An infrequently updated dumping ground for one culture junkie's thoughts on film and whatever else

Friday, February 26, 2010

On feeling dumb, vis a vis "The Ghost Writer"

I'm always bad at political thrillers. Even though I'm fascinated by the genre's conspiratorial whispering and paranoiac behavior, the twists and plot developments in these movies are such that I'm left in the dark almost every time. This is particularly true of the vaunted conspiracy-thrillers of the '70s, when directors like Alan J. Pakula were less interested in narrative coherence than in conjuring a zeitgeist-y mood of sociopolitical dread and mistrust.

Roman Polanski's impressive new political thriller, The Ghost Writer (no relation to either the Philip Roth novel or the '90s Nickelodeon TV series), is enjoying critical comparisons to Hitchcock, which makes a certain amount of sense, but I think Pakula's may be the more pertinent name to drop. Watching The Ghost Writer, I was reminded of my frustrated attempts to parse confounding Pakula efforts like The Parallax View and Klute.
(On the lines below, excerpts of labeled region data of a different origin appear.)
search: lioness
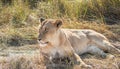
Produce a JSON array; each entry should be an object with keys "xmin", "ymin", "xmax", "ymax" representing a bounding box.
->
[{"xmin": 38, "ymin": 18, "xmax": 120, "ymax": 68}]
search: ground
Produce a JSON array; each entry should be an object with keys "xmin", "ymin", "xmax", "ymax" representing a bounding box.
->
[{"xmin": 0, "ymin": 45, "xmax": 120, "ymax": 69}]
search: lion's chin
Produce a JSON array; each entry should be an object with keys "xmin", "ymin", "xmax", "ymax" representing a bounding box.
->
[{"xmin": 39, "ymin": 41, "xmax": 48, "ymax": 47}]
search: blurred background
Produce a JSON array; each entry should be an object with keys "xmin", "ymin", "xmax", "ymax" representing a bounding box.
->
[
  {"xmin": 0, "ymin": 0, "xmax": 120, "ymax": 46},
  {"xmin": 0, "ymin": 0, "xmax": 120, "ymax": 69}
]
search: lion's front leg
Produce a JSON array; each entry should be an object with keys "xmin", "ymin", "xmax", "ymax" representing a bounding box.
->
[{"xmin": 70, "ymin": 53, "xmax": 92, "ymax": 69}]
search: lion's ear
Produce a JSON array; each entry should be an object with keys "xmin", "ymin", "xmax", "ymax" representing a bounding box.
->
[
  {"xmin": 39, "ymin": 17, "xmax": 45, "ymax": 23},
  {"xmin": 55, "ymin": 19, "xmax": 63, "ymax": 28}
]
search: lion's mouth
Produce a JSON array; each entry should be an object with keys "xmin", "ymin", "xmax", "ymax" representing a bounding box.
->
[{"xmin": 39, "ymin": 41, "xmax": 48, "ymax": 47}]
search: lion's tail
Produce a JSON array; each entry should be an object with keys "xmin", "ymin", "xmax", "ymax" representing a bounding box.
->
[{"xmin": 101, "ymin": 40, "xmax": 120, "ymax": 54}]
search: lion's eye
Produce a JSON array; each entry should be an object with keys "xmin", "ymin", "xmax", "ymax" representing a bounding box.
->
[{"xmin": 45, "ymin": 28, "xmax": 48, "ymax": 32}]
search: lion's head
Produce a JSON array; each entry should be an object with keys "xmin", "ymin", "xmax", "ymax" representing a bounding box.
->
[{"xmin": 38, "ymin": 18, "xmax": 62, "ymax": 46}]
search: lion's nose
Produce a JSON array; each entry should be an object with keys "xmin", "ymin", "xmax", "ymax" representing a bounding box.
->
[{"xmin": 38, "ymin": 38, "xmax": 41, "ymax": 41}]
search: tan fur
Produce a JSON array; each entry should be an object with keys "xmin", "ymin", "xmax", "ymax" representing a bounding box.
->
[{"xmin": 38, "ymin": 19, "xmax": 120, "ymax": 68}]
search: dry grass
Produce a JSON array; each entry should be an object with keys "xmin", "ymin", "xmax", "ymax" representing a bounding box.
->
[
  {"xmin": 0, "ymin": 0, "xmax": 120, "ymax": 69},
  {"xmin": 0, "ymin": 45, "xmax": 120, "ymax": 69}
]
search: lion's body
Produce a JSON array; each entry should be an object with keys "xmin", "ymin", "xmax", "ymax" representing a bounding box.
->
[{"xmin": 39, "ymin": 19, "xmax": 120, "ymax": 67}]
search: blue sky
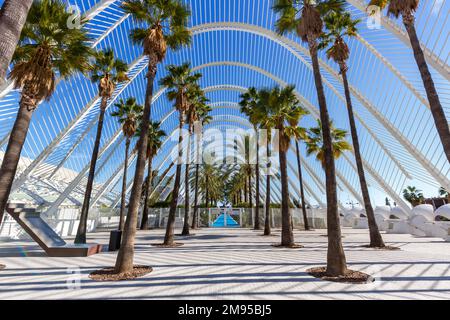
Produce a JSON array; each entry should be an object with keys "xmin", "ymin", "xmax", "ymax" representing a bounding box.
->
[{"xmin": 0, "ymin": 0, "xmax": 450, "ymax": 209}]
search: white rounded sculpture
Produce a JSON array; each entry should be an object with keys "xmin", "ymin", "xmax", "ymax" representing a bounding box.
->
[
  {"xmin": 374, "ymin": 206, "xmax": 391, "ymax": 219},
  {"xmin": 412, "ymin": 204, "xmax": 435, "ymax": 221},
  {"xmin": 435, "ymin": 204, "xmax": 450, "ymax": 220},
  {"xmin": 390, "ymin": 207, "xmax": 409, "ymax": 220}
]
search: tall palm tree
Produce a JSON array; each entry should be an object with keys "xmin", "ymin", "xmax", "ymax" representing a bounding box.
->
[
  {"xmin": 239, "ymin": 87, "xmax": 261, "ymax": 230},
  {"xmin": 320, "ymin": 12, "xmax": 385, "ymax": 248},
  {"xmin": 181, "ymin": 83, "xmax": 207, "ymax": 236},
  {"xmin": 115, "ymin": 0, "xmax": 191, "ymax": 273},
  {"xmin": 306, "ymin": 120, "xmax": 352, "ymax": 166},
  {"xmin": 198, "ymin": 164, "xmax": 223, "ymax": 207},
  {"xmin": 111, "ymin": 98, "xmax": 144, "ymax": 231},
  {"xmin": 159, "ymin": 63, "xmax": 201, "ymax": 246},
  {"xmin": 403, "ymin": 186, "xmax": 425, "ymax": 207},
  {"xmin": 0, "ymin": 0, "xmax": 33, "ymax": 89},
  {"xmin": 0, "ymin": 0, "xmax": 91, "ymax": 228},
  {"xmin": 255, "ymin": 89, "xmax": 273, "ymax": 236},
  {"xmin": 137, "ymin": 122, "xmax": 167, "ymax": 230},
  {"xmin": 191, "ymin": 95, "xmax": 212, "ymax": 229},
  {"xmin": 266, "ymin": 86, "xmax": 306, "ymax": 247},
  {"xmin": 75, "ymin": 49, "xmax": 128, "ymax": 244},
  {"xmin": 274, "ymin": 0, "xmax": 347, "ymax": 276},
  {"xmin": 295, "ymin": 115, "xmax": 310, "ymax": 231},
  {"xmin": 369, "ymin": 0, "xmax": 450, "ymax": 162},
  {"xmin": 439, "ymin": 187, "xmax": 450, "ymax": 203}
]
These movies, and others of their '70s-paranoia ilk, enjoy an unusually healthy reputation among cinephiles, and not without reason—they're uncompromising works that speak volumes about their times, both socially and cinematically. But they also don't make much of an effort to satisfy the viewer's narrative appetites, or to resolve themselves in ways that, you know, make sense.

Really, The Ghost Writer isn't nearly as challenging as something like The Parallax View or even the tongue-in-cheeky Winter Kills. (Here it's worth noting that one of the key entries in the '70s paranoia movement, and one of its most accessible and enduring films, is of course Polanski's own Chinatown.) In fact, it's comparatively straightforward, although Polanski's approach to the story is quite leisurely—not at all "tight" or "taut," not even really a "thriller" in any practical sense. But here's what I wanted to talk about: during portions of the movie, and especially in the last act after a game-changing plot event that I won't spoil, I was so confused about what was going on in the story as to feel stupid. When the final twists came, I got what they were, but I couldn't grasp their implications, or the chain of events that led to them. I think I've maybe reasoned out some plausible explanation to myself now, but I dunno.

What's the proper reaction when you fail at basic plot comprehension of a convoluted movie? Is it your fault for being thick, or the movie's fault for not revealing itself more carefully? Is it possible to engage with the film on any higher critical-thinking level if you're not entirely certain what the devil happened in it? Of course the answer to the latter question is yes, but it's hard to surmount those feelings of, "Ugh, why am I being so dumb here." I've never been one of those people with a strong inner compass for the contours of stories—I'm never the guy who guesses the twist in advance, for instance. And at any given plot-driven movie, there are typically a few particulars that I don't worry about when they go over my head; I focus on the big picture—and, of course, on elements more important than mere plot. Even people like my parents are way better than me at the whos, whats, wheres, and whys of story consumption. I don't really have a problem with this, but it can be seriously frustrating when I don't get closure on an involving movie like The Ghost Writer.

Good movie, though. It's definitely improving with thought. You should see it. There's an incredible monologue involving a metaphor about airport lines that reminded me of Noah Cross bellowing, "The future, Mr. Gittes! The future!" The final shot is amazing. And, without giving it away, there's one respect in which the film calls to mind the greatest political thriller ever made, John Frankenheimer's The Manchurian Candidate. Not that it's in the same league, of course. And by the design of the story, Polanski never really allows a certain character to reenact a certain Manchurian Candidate scene that I would have loved to see. But perhaps I've said too much.